Marissa Aho Joins Fehr & Peers

 

July 13, 2026 • 3 minute read
Headshot of Marissa Aho

Marissa Aho Joins Fehr & Peers

 

July 13, 2026 • 3 minute read

As climate risk increasingly shapes how communities plan, invest, and protect daily life, we’re expanding our ability to connect transportation decisions with climate adaptation and resilience. We are pleased to welcome Marissa Aho, FAICP, as a Principal and Practice Leader for our climate adaptation and resilience practice.

Marissa brings more than 20 years of experience helping communities, cities, regions, and state agencies reduce risk and prepare for a changing climate. Through her roles as a Chief Resilience Officer, she developed a practical approach to helping public agencies turn risk into priorities, partnerships, and investments they can act on. Based in our Tacoma, Washington office, she will support clients locally and nationally.

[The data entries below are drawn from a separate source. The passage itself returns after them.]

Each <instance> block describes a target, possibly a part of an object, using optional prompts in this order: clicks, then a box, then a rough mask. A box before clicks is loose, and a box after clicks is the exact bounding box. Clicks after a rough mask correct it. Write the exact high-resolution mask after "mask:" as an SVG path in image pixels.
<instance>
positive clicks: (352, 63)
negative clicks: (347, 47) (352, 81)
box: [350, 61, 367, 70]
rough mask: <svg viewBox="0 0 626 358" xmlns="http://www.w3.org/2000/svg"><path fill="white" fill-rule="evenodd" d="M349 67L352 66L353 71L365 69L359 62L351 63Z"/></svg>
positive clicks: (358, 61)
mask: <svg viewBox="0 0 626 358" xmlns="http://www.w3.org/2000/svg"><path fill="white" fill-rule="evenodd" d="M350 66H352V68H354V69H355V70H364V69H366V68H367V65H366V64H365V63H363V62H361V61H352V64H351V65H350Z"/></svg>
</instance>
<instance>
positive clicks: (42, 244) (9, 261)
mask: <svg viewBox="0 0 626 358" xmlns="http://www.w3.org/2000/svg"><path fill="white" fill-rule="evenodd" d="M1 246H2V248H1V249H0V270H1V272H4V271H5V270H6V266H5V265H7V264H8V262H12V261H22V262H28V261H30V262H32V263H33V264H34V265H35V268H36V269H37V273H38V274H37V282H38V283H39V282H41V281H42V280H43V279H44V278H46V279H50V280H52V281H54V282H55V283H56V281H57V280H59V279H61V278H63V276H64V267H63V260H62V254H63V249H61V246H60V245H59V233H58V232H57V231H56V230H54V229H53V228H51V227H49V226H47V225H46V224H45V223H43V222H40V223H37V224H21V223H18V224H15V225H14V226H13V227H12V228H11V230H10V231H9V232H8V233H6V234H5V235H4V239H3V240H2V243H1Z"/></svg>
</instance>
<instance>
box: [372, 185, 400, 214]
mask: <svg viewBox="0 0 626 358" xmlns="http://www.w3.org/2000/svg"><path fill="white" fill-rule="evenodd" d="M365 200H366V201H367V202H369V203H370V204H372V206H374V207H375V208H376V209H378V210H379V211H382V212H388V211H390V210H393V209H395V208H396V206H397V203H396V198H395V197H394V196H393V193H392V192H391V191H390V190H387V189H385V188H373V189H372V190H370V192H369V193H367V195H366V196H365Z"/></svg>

Her previous work with us in Southern California gives her a strong foundation in our collaborative approach. It also creates a natural next step: bringing climate resilience more directly into transportation decisions.

Helping Communities See the Full Picture

Marissa’s approach looks beyond a single hazard, project, or jurisdiction. Her expertise can help clients tangibly connect transportation services and infrastructure with the broader systems that shape daily life including water, energy, housing, emergency response, and long-term recovery. This systems view guides agencies to see where risks are growing and what is already working. It also points to near-term actions that can make communities safer and more resilient, especially when leaders are balancing urgent needs with long-term risk.

Marissa brings direct public sector experience leading major resilience efforts across the country, including Resilient Los Angeles, Resilient Houston, and King County’s Strategic Climate Action Plan. In Los Angeles, Marissa led a strategy to build the city’s resilience through leadership and engagement, disaster preparedness and recovery, economic security, climate adaptation, and infrastructure modernization.

In Houston, she led an award-winning strategy focused on immediate threats such as hurricanes and extreme heat, along with longer-term challenges like aging infrastructure and poor air quality. Within its first year, 90 percent of the strategy’s prioritized actions were already in progress or complete, even as implementation coincided with the first year of the COVID-19 pandemic. This work has become a foundational example for urban climate adaptation and disaster preparedness and has since been used by FEMA and other federal agencies as a case study and reference strategy.

Her ability to collaborate across scales, from individual properties and neighborhoods to cities and regions, contributed to her induction this year as a Fellow of the American Institute of Certified Planners.

Connecting Climate Resilience and Transportation Decisions

Our climate resilience and evacuation work has been at the intersection of climate change and transportation for nearly two decades, helping clients navigate topics like vehicle miles traveled and greenhouse gas reduction policies and evacuation planning. Marissa builds on that foundation with firsthand climate resilience experience that connects climate adaptation, hazard mitigation, equity, the social and economic realities of resilience to transportation decisions, including long-range planning, forecasting, safety, freight, and infrastructure investment. Just as important, she translates those connections into actions that can be funded, measured, and implemented.

Marissa also brings a strong teaching and thought leadership background, including resilience instruction at the University of Southern California. That experience reflects one of her many strengths: making complex decisions easier to understand, discuss, and act on.

We are excited to welcome Marissa to the team and look forward to the ways her leadership will help communities build safer, more resilient places. Outside of work, she spends time in her garden and kayaking in her neighborhood bay. Both are fitting places for someone who thinks deeply about the connections between people, place, and resilience.